The chief “pillar” of Thompson’s proposal is that the United States should not spend less than 4.5 percent of its gross domestic product on defense—not including the vast sums committed each year for the wars in Iraq and Afghanistan. Another crucial pillar is that the U.S. should expand Army and Marine Corps to form a “million-member” force.
4.5 percent of GDP is an astonishingly large sum. The U.S. already spends as much on the military as the rest of the world combined, but even that vast outlay apparently does not satisfy Thompson and others who want to lavish more money on the Pentagon. Under his plan—and a similar scheme advanced by the Heritage Foundation earlier this year— the U.S. military budget would soar by nearly $100 billion.
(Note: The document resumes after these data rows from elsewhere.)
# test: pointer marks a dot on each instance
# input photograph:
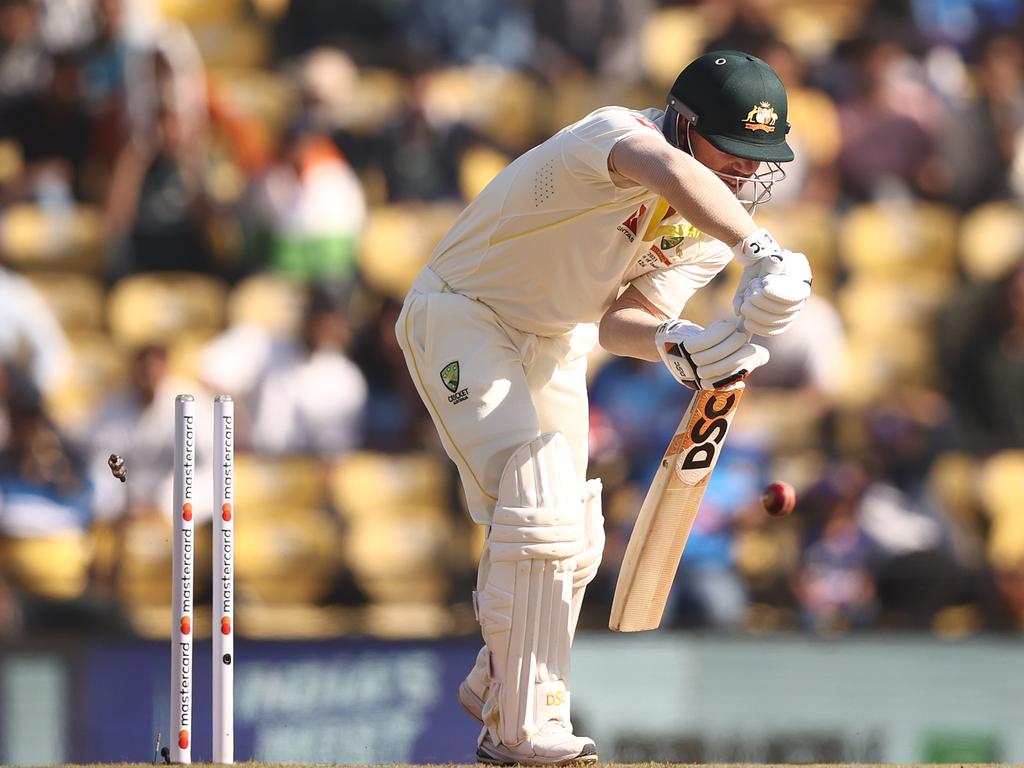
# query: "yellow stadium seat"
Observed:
(1001, 491)
(814, 27)
(286, 554)
(899, 240)
(991, 240)
(269, 301)
(477, 167)
(810, 229)
(52, 567)
(398, 241)
(671, 38)
(815, 124)
(953, 479)
(97, 368)
(397, 524)
(380, 95)
(232, 44)
(876, 307)
(156, 307)
(873, 369)
(143, 574)
(408, 621)
(370, 481)
(267, 96)
(144, 562)
(76, 299)
(198, 12)
(73, 241)
(508, 115)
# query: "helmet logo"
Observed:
(761, 118)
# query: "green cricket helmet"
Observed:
(737, 103)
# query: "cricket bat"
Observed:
(670, 508)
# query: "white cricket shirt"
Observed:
(551, 241)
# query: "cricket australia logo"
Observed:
(629, 227)
(761, 118)
(450, 377)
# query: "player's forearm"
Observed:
(629, 332)
(692, 189)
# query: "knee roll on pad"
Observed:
(524, 606)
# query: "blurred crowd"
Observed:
(233, 196)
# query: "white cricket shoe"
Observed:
(473, 689)
(552, 744)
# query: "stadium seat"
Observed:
(1001, 491)
(814, 27)
(52, 567)
(143, 574)
(507, 115)
(397, 524)
(899, 240)
(370, 482)
(268, 301)
(380, 95)
(810, 229)
(232, 44)
(671, 38)
(158, 306)
(97, 368)
(953, 478)
(991, 240)
(815, 124)
(72, 240)
(199, 12)
(265, 96)
(76, 299)
(878, 305)
(477, 167)
(286, 554)
(397, 242)
(265, 482)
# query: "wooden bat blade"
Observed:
(669, 510)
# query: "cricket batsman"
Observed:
(600, 233)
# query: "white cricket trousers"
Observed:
(505, 388)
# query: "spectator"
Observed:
(708, 591)
(45, 512)
(834, 585)
(468, 32)
(31, 339)
(138, 424)
(889, 126)
(395, 417)
(981, 136)
(53, 132)
(313, 401)
(420, 154)
(981, 350)
(158, 209)
(25, 62)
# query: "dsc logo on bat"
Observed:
(705, 434)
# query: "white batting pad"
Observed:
(524, 606)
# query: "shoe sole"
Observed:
(471, 702)
(587, 757)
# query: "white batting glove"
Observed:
(708, 357)
(774, 285)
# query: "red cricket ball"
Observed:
(778, 499)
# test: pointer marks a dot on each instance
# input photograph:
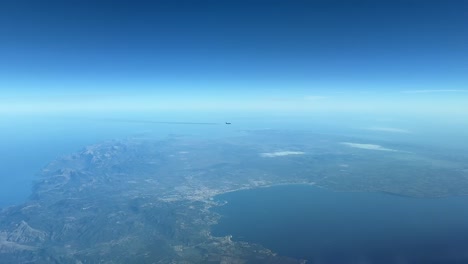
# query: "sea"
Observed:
(323, 226)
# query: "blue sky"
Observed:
(298, 56)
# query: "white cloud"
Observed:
(367, 146)
(434, 91)
(388, 129)
(280, 153)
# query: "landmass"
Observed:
(144, 200)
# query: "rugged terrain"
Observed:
(143, 200)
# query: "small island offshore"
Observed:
(143, 200)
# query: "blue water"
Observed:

The total would approach $600 billion—plus at least another $150 billion for Iraq and Afghanistan. Worse, the 4.5 percent figure is a floor; the actual defense budget of a Thompson administration could be even more.
Thompson’s approach turns proper defense budgeting on its head. Instead of crafting a defense strategy and then determining how much we need to spend to implement it, Thompson picks an arbitrary budget figure. He would apparently decide on policy priorities later.
To the extent he thinks about the specifics of security strategy at all, Thompson uncritically accepts all of Washington’s current defense commitments. But there are numerous obligations that reek of obsolescence. Why, for example, does the United States need to keep nearly 100,000 troops in Europe more than 15 years after the collapse of the Soviet Union?